Don’t post pictures of your bike on social media
Going hand in hand with not advertising that you own a bike, Williams stresses the importance of refraining from posting details about your bike on social media. “We’ve had insurance claims where people have gone on social media, advertised the fact that they have a valuable item and shortly afterwards it’s been stolen.
“We’d encourage people to limit their privacy settings on social media,” he adds. “Similarly, advertising that you’re going on holiday through your social-media platform, posting messages saying that you’re getting on your flight etc., means you’ve just told everyone you’re going to be away for two weeks.”
It’s also worth locking down your privacy settings on Strava, including hiding your address location, not posting pictures of your bike or listing the make and model.
Invest in a ground anchor
It’s important to make sure that physical barriers are as good as they can be wherever you store your bike, so don’t just prop it up against the inside of the shed. “If you have the space, fit a floor or wall anchor and lock your bike to that with a good quality ‘Sold Secure’ lock,” says Williams.

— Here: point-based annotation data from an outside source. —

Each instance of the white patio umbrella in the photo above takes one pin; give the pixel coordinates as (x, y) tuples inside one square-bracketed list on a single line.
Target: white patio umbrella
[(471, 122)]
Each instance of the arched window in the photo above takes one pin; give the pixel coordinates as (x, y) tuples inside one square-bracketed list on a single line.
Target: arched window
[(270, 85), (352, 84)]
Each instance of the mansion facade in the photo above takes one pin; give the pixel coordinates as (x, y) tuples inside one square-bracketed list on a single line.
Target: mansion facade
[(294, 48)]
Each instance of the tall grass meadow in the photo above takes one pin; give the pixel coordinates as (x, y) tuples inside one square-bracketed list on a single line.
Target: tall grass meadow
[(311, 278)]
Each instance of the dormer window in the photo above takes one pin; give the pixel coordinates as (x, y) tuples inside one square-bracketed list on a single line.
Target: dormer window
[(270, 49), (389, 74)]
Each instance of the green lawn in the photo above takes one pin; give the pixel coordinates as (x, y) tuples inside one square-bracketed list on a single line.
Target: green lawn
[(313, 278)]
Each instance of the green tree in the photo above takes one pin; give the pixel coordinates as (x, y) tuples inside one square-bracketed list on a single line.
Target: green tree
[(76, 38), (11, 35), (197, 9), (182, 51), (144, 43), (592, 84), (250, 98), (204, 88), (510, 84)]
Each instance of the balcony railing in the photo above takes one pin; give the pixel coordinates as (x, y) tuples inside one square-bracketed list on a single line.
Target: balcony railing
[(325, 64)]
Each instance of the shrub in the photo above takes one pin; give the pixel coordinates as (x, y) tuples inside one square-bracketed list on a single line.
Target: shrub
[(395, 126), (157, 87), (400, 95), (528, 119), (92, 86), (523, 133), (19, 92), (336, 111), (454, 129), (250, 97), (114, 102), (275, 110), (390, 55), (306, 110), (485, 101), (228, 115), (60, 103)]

If you’re storing your bike in the house, try to lock it to an immovable object, such as radiator pipes or something thieves can’t get through. There is also now a wide range of lockable wall mounts designed for stylish interiors, such as the Hiplok Airlok or the Cycloc Solo.
Shore up your shed
“We definitely see greater risk with sheds,” reveals Williams. “To increase security, we’d recommend using clutch-head screws for the door hinges, which you won’t get out with a Philips screwdriver to take the hinges off, which is how many thieves gain entry to the shed.”
On top of hinge protection, ensure you use a weatherproof closed-shackle padlock to secure the door. You can get them with a ‘Sold Secure’ grading on them. Although bear in mind, the more expensive the lock, the more that thieves might guess that something valuable is locked within.

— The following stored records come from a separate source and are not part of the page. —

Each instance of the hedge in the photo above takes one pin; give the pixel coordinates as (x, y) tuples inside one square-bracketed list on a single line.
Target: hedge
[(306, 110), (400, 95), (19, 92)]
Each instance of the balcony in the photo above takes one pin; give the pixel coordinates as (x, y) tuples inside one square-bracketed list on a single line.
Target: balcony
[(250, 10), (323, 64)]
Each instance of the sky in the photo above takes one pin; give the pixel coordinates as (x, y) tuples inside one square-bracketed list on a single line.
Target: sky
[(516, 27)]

And Williams urges caution when using the smaller, standalone bike-specific sheds. “We see a much higher prevalence of break-ins in them,” he says.
Consider CCTV carefully
Many bike owners install camera security systems to capture footage of any attempted, or successful, break-ins, but Williams advises thinking about this carefully. “In all honesty, CCTV only puts off casual thieves,” he says. “It can work as a deterrent, but the reality is it’s extremely unlikely there would be a conviction and arrest from CCTV footage, as an experienced thief will avoid showing their face.”
Protect your ebike battery
Something many new ebike owners often don’t think about is the risk of thieves stealing the battery if your bike is locked in your shed, which on its own can be worth up to £500. “Insurers often don’t provide cover for the battery if it’s stolen by itself,” says Williams. “We’ve adapted our cover to cover this.”
Register your bike on the police register
More a way to track and help return a stolen bike rather than preventing it being stolen, it’s still well worth uploading your bike details and information to the national Bike Register, as it will increase the chances of it being recovered.
SmartWater is also another useful way to help police track your bike – use it to mark your bike and it can assist police in returning it if they find it.
Consider separate bike insurance
Many bike owners add their bike to their house insurance, but getting separate bike insurance can have advantages. Often, adding your bike to your home insurance means your bike will be covered for theft but not for damage, or there will be a cap on the limit you can claim, so it won’t cover the entire value of, say, a £5k bike.
People can also build up big no-claims bonuses on their home insurance, then make a small claim for their bike and the premium rockets up. Additionally, you can see a difference in excess payments between home insurance and bike insurance: the excess to your home insurance policy can be £100 or more, whereas under a bike insurance policy it is often just £25.